Assets of Irish-resident special purpose entities grow by €41bn

Operational leasing assets have not declined as much as might be expected given Covid-19

Total assets of Irish-resident special purpose entities (SPEs) grew by €41 billion to €895.9 billion in the final quarter of last year, the latest figures from the Central Bank show.

The number of SPEs rose by 127 to 2,852. This increase was driven by Irish-resident securitisation SPEs, or financial vehicle corporations (FVCs), whose total assets increased by €49 billion to €479.7 billion.

This was primarily due to an increase in collateralised loan obligation (CLOs) vehicles registered during the quarter, the majority of which migrated from the Netherlands to Ireland.

Other SPEs experienced a fall of €7.8 billion in total assets, bringing the total to €416.2 billion in the fourth quarter, the second consecutive decrease in total assets experienced by other SPEs.


External financing vehicles saw the largest decrease in assets (€3.7 billion), while investment fund linked vehicles saw the largest increase in assets (€1.7 billion).

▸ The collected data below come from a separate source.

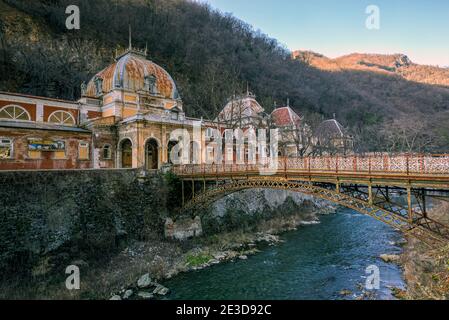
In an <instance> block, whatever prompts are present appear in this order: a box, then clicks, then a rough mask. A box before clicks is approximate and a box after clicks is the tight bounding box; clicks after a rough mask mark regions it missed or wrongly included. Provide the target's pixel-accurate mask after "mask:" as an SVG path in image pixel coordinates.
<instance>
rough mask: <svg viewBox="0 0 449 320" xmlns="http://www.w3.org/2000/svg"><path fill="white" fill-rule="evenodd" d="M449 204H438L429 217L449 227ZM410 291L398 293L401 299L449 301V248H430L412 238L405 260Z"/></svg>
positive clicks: (407, 241) (407, 283)
mask: <svg viewBox="0 0 449 320" xmlns="http://www.w3.org/2000/svg"><path fill="white" fill-rule="evenodd" d="M448 213H449V203H446V202H441V203H435V207H434V209H433V210H432V211H431V212H430V213H429V216H430V217H432V218H433V219H435V220H437V221H441V222H442V223H445V224H447V223H449V217H448ZM401 265H402V266H403V268H404V278H405V280H406V283H407V290H406V291H400V290H398V291H397V292H396V296H397V297H398V298H400V299H408V300H446V299H448V298H449V245H446V246H443V247H440V248H429V247H428V246H427V245H425V244H423V243H422V242H421V241H419V240H417V239H415V238H412V237H408V238H407V244H406V245H405V246H404V252H403V254H402V257H401Z"/></svg>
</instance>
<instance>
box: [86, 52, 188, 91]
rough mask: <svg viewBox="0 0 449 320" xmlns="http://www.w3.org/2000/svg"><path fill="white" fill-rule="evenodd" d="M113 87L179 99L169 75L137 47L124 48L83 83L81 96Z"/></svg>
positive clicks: (177, 90) (115, 87) (174, 82)
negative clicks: (101, 69) (118, 55)
mask: <svg viewBox="0 0 449 320" xmlns="http://www.w3.org/2000/svg"><path fill="white" fill-rule="evenodd" d="M114 89H125V90H129V91H133V92H137V91H149V93H150V94H153V95H159V96H161V97H164V98H167V99H179V98H180V97H179V94H178V90H177V88H176V84H175V82H174V81H173V79H172V77H171V76H170V75H169V74H168V72H167V71H165V70H164V69H163V68H161V67H160V66H158V65H157V64H155V63H154V62H152V61H150V60H147V59H146V54H145V53H143V52H141V51H138V50H134V49H133V50H129V49H128V50H127V51H126V52H125V53H124V54H123V55H121V56H118V57H117V58H116V61H115V62H114V63H113V64H112V65H110V66H108V67H106V68H105V69H103V70H102V71H100V72H99V73H97V74H96V75H95V76H94V77H93V78H92V79H91V80H90V81H89V83H88V84H87V88H86V90H85V93H84V96H88V97H98V96H101V95H103V94H107V93H109V92H110V91H111V90H114Z"/></svg>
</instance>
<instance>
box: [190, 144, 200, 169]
mask: <svg viewBox="0 0 449 320" xmlns="http://www.w3.org/2000/svg"><path fill="white" fill-rule="evenodd" d="M200 151H201V150H200V145H199V143H198V142H196V141H191V142H190V159H189V161H190V163H189V164H200V163H201V154H200Z"/></svg>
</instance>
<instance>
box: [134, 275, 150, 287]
mask: <svg viewBox="0 0 449 320" xmlns="http://www.w3.org/2000/svg"><path fill="white" fill-rule="evenodd" d="M152 285H153V281H152V280H151V277H150V274H149V273H147V274H144V275H143V276H141V277H140V278H139V280H137V286H138V287H139V288H141V289H146V288H148V287H151V286H152Z"/></svg>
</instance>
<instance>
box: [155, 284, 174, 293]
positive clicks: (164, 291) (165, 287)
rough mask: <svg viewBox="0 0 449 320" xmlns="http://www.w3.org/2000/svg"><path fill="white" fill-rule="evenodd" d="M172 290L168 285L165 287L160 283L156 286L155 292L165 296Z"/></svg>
mask: <svg viewBox="0 0 449 320" xmlns="http://www.w3.org/2000/svg"><path fill="white" fill-rule="evenodd" d="M169 292H170V290H169V289H168V288H166V287H164V286H163V285H160V284H158V285H157V286H156V289H154V291H153V294H157V295H160V296H165V295H167V294H168V293H169Z"/></svg>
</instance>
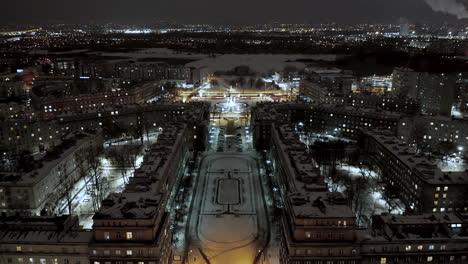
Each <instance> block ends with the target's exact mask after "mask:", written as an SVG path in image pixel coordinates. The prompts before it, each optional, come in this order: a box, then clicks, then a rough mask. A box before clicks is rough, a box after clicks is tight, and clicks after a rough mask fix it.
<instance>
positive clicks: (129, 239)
mask: <svg viewBox="0 0 468 264" xmlns="http://www.w3.org/2000/svg"><path fill="white" fill-rule="evenodd" d="M126 237H127V239H128V240H131V239H132V238H133V233H132V232H127V234H126Z"/></svg>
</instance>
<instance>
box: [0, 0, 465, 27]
mask: <svg viewBox="0 0 468 264" xmlns="http://www.w3.org/2000/svg"><path fill="white" fill-rule="evenodd" d="M426 1H439V0H426ZM440 1H448V2H450V1H452V0H440ZM453 1H468V0H453ZM2 2H4V3H2V5H1V10H0V22H1V23H3V24H4V23H9V24H10V23H11V24H19V23H31V22H65V23H67V22H116V23H148V22H153V21H156V20H172V21H177V22H186V23H269V22H283V23H321V22H324V23H327V22H338V23H360V22H398V20H399V18H400V17H406V18H408V19H409V21H411V22H444V21H455V20H456V19H455V17H454V16H450V15H445V14H442V13H438V12H434V11H432V9H431V8H430V7H429V6H428V5H427V4H426V3H425V2H424V0H231V1H223V0H216V1H215V0H39V1H38V0H3V1H2Z"/></svg>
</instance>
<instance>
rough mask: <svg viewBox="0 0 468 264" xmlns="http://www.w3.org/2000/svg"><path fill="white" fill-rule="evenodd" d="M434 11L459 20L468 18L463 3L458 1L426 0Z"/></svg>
mask: <svg viewBox="0 0 468 264" xmlns="http://www.w3.org/2000/svg"><path fill="white" fill-rule="evenodd" d="M424 1H425V2H426V3H427V4H428V5H429V6H430V7H431V8H432V10H434V11H436V12H442V13H445V14H450V15H454V16H456V17H457V18H458V19H464V18H468V10H467V7H466V6H465V4H463V2H460V1H458V0H424Z"/></svg>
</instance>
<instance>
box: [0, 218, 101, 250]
mask: <svg viewBox="0 0 468 264" xmlns="http://www.w3.org/2000/svg"><path fill="white" fill-rule="evenodd" d="M92 235H93V233H92V232H91V231H90V230H84V229H82V228H81V227H80V226H79V225H78V217H77V216H70V215H63V216H30V217H20V216H10V217H1V218H0V241H2V243H11V244H47V245H51V244H55V243H72V244H87V243H89V241H91V238H92Z"/></svg>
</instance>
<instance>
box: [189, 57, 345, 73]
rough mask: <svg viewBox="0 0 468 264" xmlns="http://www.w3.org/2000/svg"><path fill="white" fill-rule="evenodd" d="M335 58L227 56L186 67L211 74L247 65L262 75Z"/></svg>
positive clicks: (316, 57)
mask: <svg viewBox="0 0 468 264" xmlns="http://www.w3.org/2000/svg"><path fill="white" fill-rule="evenodd" d="M336 58H337V57H336V55H301V54H296V55H283V54H227V55H219V56H216V57H214V58H212V57H210V58H204V59H201V60H199V61H194V62H191V63H188V64H187V65H186V66H188V67H196V68H199V67H207V68H208V69H210V70H211V72H214V71H228V70H232V69H233V68H235V67H236V66H240V65H247V66H249V67H250V68H251V69H252V70H253V71H255V72H259V73H264V72H268V71H270V70H273V71H280V70H283V69H284V67H286V66H294V67H297V68H298V69H303V68H304V67H305V66H306V65H305V64H304V63H302V62H296V60H297V59H314V60H325V61H334V60H336Z"/></svg>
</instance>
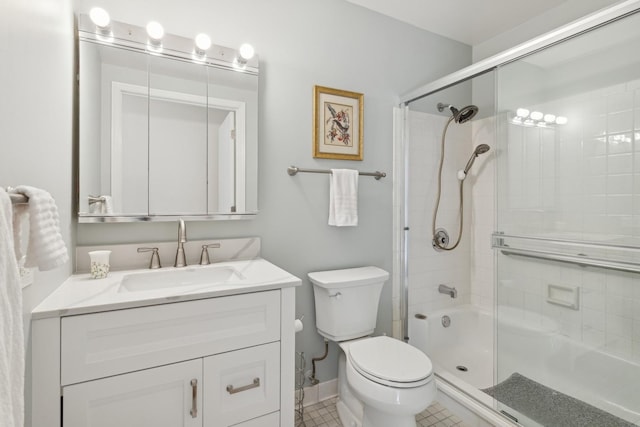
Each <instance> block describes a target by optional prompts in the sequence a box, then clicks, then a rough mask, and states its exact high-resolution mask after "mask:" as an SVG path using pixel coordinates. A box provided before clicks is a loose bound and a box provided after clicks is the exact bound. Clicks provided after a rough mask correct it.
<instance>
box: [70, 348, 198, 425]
mask: <svg viewBox="0 0 640 427" xmlns="http://www.w3.org/2000/svg"><path fill="white" fill-rule="evenodd" d="M201 385H202V360H191V361H188V362H182V363H175V364H172V365H167V366H161V367H158V368H153V369H146V370H143V371H137V372H132V373H130V374H124V375H117V376H115V377H109V378H103V379H100V380H94V381H87V382H84V383H79V384H74V385H70V386H66V387H64V389H63V395H64V399H63V410H62V418H63V421H62V423H63V425H64V426H65V427H114V426H153V427H178V426H184V427H201V426H202V412H201V411H199V410H200V409H201V408H202V393H201V388H200V387H201Z"/></svg>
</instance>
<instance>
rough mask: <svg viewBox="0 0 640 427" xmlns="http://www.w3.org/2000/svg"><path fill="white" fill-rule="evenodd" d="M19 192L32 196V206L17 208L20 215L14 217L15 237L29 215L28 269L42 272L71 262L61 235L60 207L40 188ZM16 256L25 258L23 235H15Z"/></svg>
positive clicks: (54, 201)
mask: <svg viewBox="0 0 640 427" xmlns="http://www.w3.org/2000/svg"><path fill="white" fill-rule="evenodd" d="M14 191H15V192H16V193H20V194H24V195H26V196H27V197H29V203H28V204H26V205H23V206H16V213H17V215H16V216H14V218H15V221H14V230H15V231H14V234H15V233H19V232H20V229H21V228H22V227H21V222H22V220H23V219H24V217H25V216H26V213H28V214H29V243H28V245H27V258H26V261H25V264H24V265H25V267H27V268H31V267H38V269H39V270H40V271H45V270H52V269H54V268H56V267H59V266H61V265H62V264H64V263H66V262H67V261H69V254H68V253H67V247H66V246H65V244H64V240H63V239H62V234H61V233H60V217H59V215H58V207H57V206H56V202H55V201H54V200H53V197H51V195H50V194H49V193H48V192H46V191H44V190H40V189H38V188H34V187H29V186H26V185H21V186H18V187H16V188H15V189H14ZM14 237H15V240H16V245H17V247H16V256H17V258H18V259H20V257H21V248H20V247H19V244H18V242H20V241H21V239H20V236H19V235H15V236H14Z"/></svg>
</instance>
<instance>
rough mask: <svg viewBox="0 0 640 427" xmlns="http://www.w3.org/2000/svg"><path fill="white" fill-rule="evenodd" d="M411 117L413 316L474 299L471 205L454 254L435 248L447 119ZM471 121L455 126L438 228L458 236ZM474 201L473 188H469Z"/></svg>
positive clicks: (410, 140) (412, 112) (409, 261)
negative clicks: (442, 146) (431, 221)
mask: <svg viewBox="0 0 640 427" xmlns="http://www.w3.org/2000/svg"><path fill="white" fill-rule="evenodd" d="M408 120H409V141H410V142H409V147H408V150H409V155H408V158H409V177H408V183H407V187H408V193H409V194H408V199H409V203H408V212H407V213H408V218H409V220H408V225H409V227H410V231H409V248H408V250H409V307H408V310H409V316H413V315H414V314H416V313H424V314H427V315H428V314H429V313H430V312H433V311H435V310H439V309H441V308H446V307H450V306H453V305H458V304H465V303H469V302H470V301H471V297H470V286H469V275H470V269H469V250H470V238H469V236H470V234H469V225H470V212H471V210H470V206H469V204H467V205H466V206H465V224H464V229H465V234H464V236H463V238H462V241H461V243H460V246H459V247H458V248H457V249H456V250H454V251H452V252H436V251H435V250H434V249H433V247H432V246H431V239H432V236H431V235H432V233H431V221H432V218H433V208H434V205H435V197H436V188H437V177H438V163H439V160H440V138H441V135H442V129H443V127H444V125H445V123H446V120H447V117H445V116H438V115H434V114H425V113H420V112H415V111H411V112H409V116H408ZM471 129H472V128H471V126H470V124H463V125H457V124H451V125H450V126H449V130H448V131H447V142H446V149H445V162H444V168H443V192H442V196H441V202H440V211H439V214H438V222H437V226H438V227H444V228H446V229H447V231H448V232H449V234H450V237H451V239H452V240H453V239H455V238H456V236H457V233H458V221H459V217H458V203H459V196H458V194H459V193H458V184H457V183H458V181H457V179H456V173H457V171H458V170H459V169H461V168H463V167H464V165H465V163H466V161H467V160H468V158H469V155H470V154H471V152H472V146H471V136H470V135H471ZM465 192H466V196H465V199H466V200H468V196H469V188H468V186H466V188H465ZM440 284H446V285H448V286H455V287H456V289H457V291H458V297H457V298H455V299H453V298H451V297H449V296H448V295H443V294H440V293H438V285H440Z"/></svg>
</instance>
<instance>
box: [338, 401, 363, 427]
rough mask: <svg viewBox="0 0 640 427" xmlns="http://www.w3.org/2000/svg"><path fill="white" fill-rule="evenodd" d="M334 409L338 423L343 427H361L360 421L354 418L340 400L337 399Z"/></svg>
mask: <svg viewBox="0 0 640 427" xmlns="http://www.w3.org/2000/svg"><path fill="white" fill-rule="evenodd" d="M336 409H337V410H338V417H339V418H340V422H341V423H342V425H343V426H344V427H362V419H359V418H358V417H356V416H355V414H354V413H353V412H351V409H349V407H348V406H347V405H345V403H344V402H343V401H342V400H340V399H338V401H337V402H336Z"/></svg>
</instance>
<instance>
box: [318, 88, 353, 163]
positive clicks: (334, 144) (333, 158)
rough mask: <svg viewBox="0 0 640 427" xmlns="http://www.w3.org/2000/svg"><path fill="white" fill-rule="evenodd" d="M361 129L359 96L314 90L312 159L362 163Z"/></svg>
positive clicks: (342, 90)
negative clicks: (336, 159)
mask: <svg viewBox="0 0 640 427" xmlns="http://www.w3.org/2000/svg"><path fill="white" fill-rule="evenodd" d="M363 128H364V95H363V94H361V93H357V92H351V91H347V90H339V89H332V88H328V87H324V86H314V90H313V157H314V158H319V159H339V160H362V157H363V148H364V138H363Z"/></svg>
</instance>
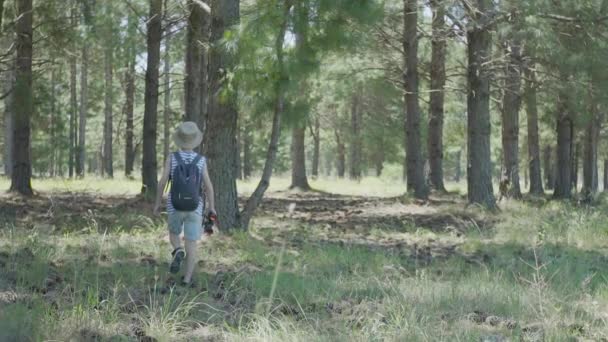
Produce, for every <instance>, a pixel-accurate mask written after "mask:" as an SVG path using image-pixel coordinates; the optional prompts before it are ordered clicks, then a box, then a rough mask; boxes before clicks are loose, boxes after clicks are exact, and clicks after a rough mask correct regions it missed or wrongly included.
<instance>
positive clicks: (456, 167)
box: [454, 150, 462, 183]
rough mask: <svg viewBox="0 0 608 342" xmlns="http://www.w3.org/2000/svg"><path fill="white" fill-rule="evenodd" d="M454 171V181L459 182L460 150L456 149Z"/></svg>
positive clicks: (459, 181)
mask: <svg viewBox="0 0 608 342" xmlns="http://www.w3.org/2000/svg"><path fill="white" fill-rule="evenodd" d="M455 159H456V172H455V173H454V181H455V182H456V183H459V182H460V178H462V166H461V164H460V161H461V160H462V150H458V151H457V152H456V158H455Z"/></svg>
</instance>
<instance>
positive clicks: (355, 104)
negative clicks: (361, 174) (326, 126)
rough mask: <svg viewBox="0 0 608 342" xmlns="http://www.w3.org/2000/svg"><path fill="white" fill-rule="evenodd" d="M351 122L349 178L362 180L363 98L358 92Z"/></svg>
mask: <svg viewBox="0 0 608 342" xmlns="http://www.w3.org/2000/svg"><path fill="white" fill-rule="evenodd" d="M351 101H352V103H351V117H350V118H351V120H350V124H351V125H350V138H351V141H350V146H349V148H350V153H349V158H348V159H349V164H350V165H349V176H350V179H354V180H359V179H361V163H362V160H361V153H362V149H363V146H362V145H363V143H362V141H361V140H362V137H361V103H360V101H361V97H360V92H359V91H358V90H357V91H356V92H355V93H354V94H353V96H352V99H351Z"/></svg>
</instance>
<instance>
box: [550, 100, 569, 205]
mask: <svg viewBox="0 0 608 342" xmlns="http://www.w3.org/2000/svg"><path fill="white" fill-rule="evenodd" d="M557 115H558V118H557V129H556V130H557V161H556V168H555V169H556V170H557V175H556V176H557V177H556V180H555V191H554V193H553V197H555V198H570V196H571V195H572V152H571V150H572V138H573V137H572V131H573V129H572V127H573V122H572V117H571V115H570V113H569V109H568V107H567V100H566V98H565V95H564V94H563V93H562V94H560V98H558V113H557Z"/></svg>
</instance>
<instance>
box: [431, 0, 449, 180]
mask: <svg viewBox="0 0 608 342" xmlns="http://www.w3.org/2000/svg"><path fill="white" fill-rule="evenodd" d="M430 4H431V9H432V11H433V40H432V43H431V45H432V52H431V94H430V112H429V133H428V154H429V166H430V175H429V178H430V183H431V185H432V186H433V188H434V189H435V190H437V191H440V192H446V190H445V185H444V183H443V114H444V102H445V80H446V73H445V55H446V29H445V26H446V25H445V5H444V1H443V0H431V2H430Z"/></svg>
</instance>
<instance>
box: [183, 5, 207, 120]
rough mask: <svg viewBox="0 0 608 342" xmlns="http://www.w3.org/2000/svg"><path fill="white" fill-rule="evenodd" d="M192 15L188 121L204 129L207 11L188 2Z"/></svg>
mask: <svg viewBox="0 0 608 342" xmlns="http://www.w3.org/2000/svg"><path fill="white" fill-rule="evenodd" d="M188 4H189V7H190V16H189V17H188V32H187V34H186V44H187V45H186V79H185V85H184V86H185V92H184V95H185V105H186V112H185V113H186V117H185V120H186V121H193V122H196V123H197V124H198V125H199V127H200V128H201V130H203V131H204V121H203V108H202V106H203V98H202V97H203V85H204V84H203V83H204V82H203V80H202V77H203V75H204V69H203V62H204V61H205V58H204V53H205V49H204V46H203V44H204V43H205V39H204V38H205V37H204V33H205V20H206V19H205V18H206V15H205V12H204V11H203V9H202V8H201V6H200V5H199V4H197V2H196V1H194V0H190V1H189V2H188Z"/></svg>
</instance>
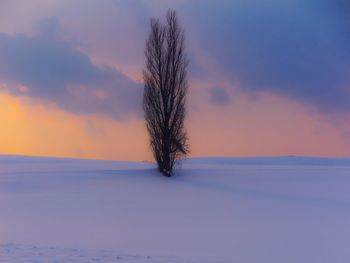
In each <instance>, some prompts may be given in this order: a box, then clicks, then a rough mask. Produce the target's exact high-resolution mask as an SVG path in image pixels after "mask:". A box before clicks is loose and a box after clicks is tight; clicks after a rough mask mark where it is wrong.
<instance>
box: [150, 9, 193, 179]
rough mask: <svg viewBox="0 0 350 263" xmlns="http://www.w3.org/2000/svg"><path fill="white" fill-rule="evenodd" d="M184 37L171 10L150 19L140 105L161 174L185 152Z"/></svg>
mask: <svg viewBox="0 0 350 263" xmlns="http://www.w3.org/2000/svg"><path fill="white" fill-rule="evenodd" d="M184 40H185V36H184V31H183V29H181V28H180V26H179V24H178V19H177V16H176V12H175V11H173V10H169V11H168V12H167V16H166V23H165V24H161V22H160V21H159V19H155V18H152V19H151V32H150V34H149V37H148V39H147V42H146V49H145V56H146V67H145V69H144V70H143V79H144V96H143V109H144V114H145V120H146V126H147V130H148V133H149V136H150V146H151V149H152V151H153V155H154V158H155V160H156V161H157V164H158V169H159V171H160V172H161V173H162V174H163V175H165V176H172V175H173V168H174V164H175V162H176V160H177V159H178V158H180V157H182V156H185V155H186V154H187V153H188V144H187V135H186V131H185V129H184V120H185V115H186V111H185V101H186V94H187V88H188V84H187V65H188V59H187V57H186V54H185V53H184Z"/></svg>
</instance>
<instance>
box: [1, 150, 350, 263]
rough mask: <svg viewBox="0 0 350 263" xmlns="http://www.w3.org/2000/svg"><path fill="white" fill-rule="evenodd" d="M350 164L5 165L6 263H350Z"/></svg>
mask: <svg viewBox="0 0 350 263" xmlns="http://www.w3.org/2000/svg"><path fill="white" fill-rule="evenodd" d="M349 244H350V159H332V158H305V157H279V158H196V159H189V160H186V161H185V162H183V164H182V169H181V170H180V171H179V172H178V174H177V175H176V177H174V178H165V177H162V176H160V175H159V174H158V173H157V172H156V170H155V169H154V164H151V163H147V162H144V163H141V162H140V163H133V162H114V161H93V160H77V159H56V158H45V157H23V156H0V262H16V263H17V262H19V263H22V262H52V263H54V262H55V263H62V262H79V263H80V262H102V263H105V262H141V263H142V262H157V263H158V262H169V263H184V262H188V263H199V262H200V263H203V262H215V263H219V262H225V263H226V262H237V263H246V262H247V263H255V262H256V263H282V262H283V263H295V262H298V263H302V262H305V263H314V262H315V263H316V262H317V263H322V262H327V263H329V262H332V263H338V262H341V263H342V262H347V263H348V262H350V249H349Z"/></svg>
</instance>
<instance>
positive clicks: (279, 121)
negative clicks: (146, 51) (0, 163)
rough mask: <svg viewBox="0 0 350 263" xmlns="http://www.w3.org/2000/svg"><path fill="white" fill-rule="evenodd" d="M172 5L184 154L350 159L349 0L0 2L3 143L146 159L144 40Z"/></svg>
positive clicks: (45, 151)
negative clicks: (183, 89) (188, 63)
mask: <svg viewBox="0 0 350 263" xmlns="http://www.w3.org/2000/svg"><path fill="white" fill-rule="evenodd" d="M169 8H170V9H174V10H176V11H177V14H178V17H179V20H180V24H181V26H182V27H183V28H184V30H185V34H186V51H187V55H188V57H189V59H190V65H189V75H188V77H189V92H188V100H187V119H186V127H187V132H188V136H189V143H190V152H191V153H190V156H276V155H313V156H350V4H349V2H348V1H347V0H217V1H211V0H147V1H146V0H102V1H101V0H74V1H71V0H27V1H21V0H0V122H1V123H2V125H1V128H0V153H1V154H26V155H44V156H61V157H77V158H98V159H115V160H135V161H136V160H137V161H139V160H151V159H152V154H151V152H150V149H149V145H148V137H147V132H146V129H145V124H144V121H143V113H142V107H141V103H142V92H143V83H142V69H143V67H144V63H145V59H144V49H145V41H146V39H147V36H148V33H149V30H150V23H149V22H150V18H151V17H157V18H160V19H161V20H162V21H164V16H165V13H166V11H167V10H168V9H169Z"/></svg>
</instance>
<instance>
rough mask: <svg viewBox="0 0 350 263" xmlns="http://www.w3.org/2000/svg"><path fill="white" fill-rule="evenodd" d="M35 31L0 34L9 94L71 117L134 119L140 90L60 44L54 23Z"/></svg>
mask: <svg viewBox="0 0 350 263" xmlns="http://www.w3.org/2000/svg"><path fill="white" fill-rule="evenodd" d="M37 30H38V32H39V33H38V34H37V35H35V36H26V35H20V34H17V35H8V34H4V33H2V34H1V33H0V80H1V81H2V82H5V83H6V84H7V85H6V87H8V88H7V90H8V91H9V92H11V93H12V94H15V95H26V96H29V97H32V98H35V99H41V100H46V101H51V102H54V103H55V104H56V105H57V106H59V107H61V108H62V109H64V110H67V111H71V112H75V113H81V114H95V113H101V114H106V115H109V116H111V117H113V118H118V119H123V118H128V117H129V116H131V115H138V114H139V112H140V105H141V91H142V89H141V88H140V85H139V84H137V83H135V82H134V81H132V80H130V79H129V78H127V77H126V76H125V75H123V74H122V73H120V72H119V71H118V70H116V69H114V68H111V67H101V66H97V65H94V64H93V63H92V61H91V60H90V59H89V57H88V56H87V55H86V54H84V53H82V52H79V51H78V50H76V49H75V48H73V47H72V46H71V45H69V44H68V43H67V42H64V41H63V40H61V39H60V28H59V21H58V20H57V19H55V18H50V19H46V20H43V21H41V22H40V23H39V24H38V26H37ZM15 87H19V88H15Z"/></svg>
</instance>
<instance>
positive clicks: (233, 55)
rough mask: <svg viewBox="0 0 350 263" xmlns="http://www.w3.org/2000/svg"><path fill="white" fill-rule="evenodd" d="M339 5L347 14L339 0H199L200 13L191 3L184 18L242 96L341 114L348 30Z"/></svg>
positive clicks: (344, 76)
mask: <svg viewBox="0 0 350 263" xmlns="http://www.w3.org/2000/svg"><path fill="white" fill-rule="evenodd" d="M341 4H343V5H347V7H349V5H348V4H345V1H343V0H336V1H333V0H322V1H316V0H307V1H305V0H283V1H281V0H269V1H258V0H248V1H247V0H237V1H228V0H227V1H224V0H221V1H220V0H219V1H215V3H214V2H212V1H202V2H201V12H196V10H197V9H198V6H195V5H194V4H193V5H192V6H190V7H189V8H188V11H187V12H188V13H187V14H186V15H187V16H188V15H189V14H192V15H193V17H192V18H193V19H192V24H193V29H192V30H193V32H195V34H197V37H198V39H199V42H200V43H201V44H202V47H203V48H204V49H205V50H207V51H208V52H209V53H210V54H211V55H212V57H213V58H215V61H216V63H217V64H218V65H219V67H220V69H221V70H222V72H224V73H225V74H226V76H227V77H228V78H229V79H230V80H231V81H232V83H235V84H239V85H240V87H241V88H242V89H243V90H245V91H247V92H261V91H269V92H274V93H277V94H281V95H285V96H288V97H290V98H293V99H295V100H299V101H303V102H305V103H308V104H310V105H313V106H315V107H316V108H317V109H319V110H320V111H323V112H349V111H350V78H349V76H350V23H347V24H346V23H345V21H349V20H346V19H344V15H345V14H344V11H342V12H343V14H342V16H341V13H340V10H341V8H336V6H337V7H339V5H341ZM347 10H349V8H348V9H347ZM345 16H346V15H345ZM349 16H350V15H349V12H348V13H347V17H349Z"/></svg>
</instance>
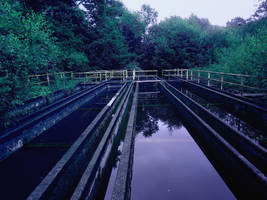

The top activity types for both FVCs and other SPEs, CLOs and investment fund linked, both account for 32 per cent of their respective aggregates as at end-2020.

For CLOs, this is the result of continued growth in excess of other securitisation activity, with CLOs only accounting for 9 per cent of total FVC assets in the first quarter of 2016.

Continuing an underlying trend, euro area bank sponsored FVCs held €88.3 billion in total assets in the final quarter of 2020, increasing by €19.7 billion since the same quarter in 2019.

With respect to Other SPEs, the Central Bank said operational leasing assets have not declined as much as might be expected given pandemic-related pressures in the aviation sector.

Total assets fell 7 per cent between the final quarter of 2019 and the final quarter of 2020, and now stand at €34.3 billion.

This decline was spread across most entities in the sector, which is primarily composed of aircraft leasing vehicles. Valuations may fall further still if vehicles have not yet struck a final valuation for their assets at the end of 2020.

Collateralised loan obligation vehicles (CLOs) closed the quarter with total assets of €152.9 billion, an increase of €40 billion. The growth in the number of CLOs continued, increasing by 94 to 414 by quarter-end.

This growth was primarily driven by 79 CLOs, amounting to €31.4 billion in total assets, moving from the Netherlands to Ireland in response to a change in Dutch value added tax on management fees.

In the quarter, CLOs issued €37.5 billion in new securities, of which 84 per cent were issued by UK non-bank financial sector sponsored entities.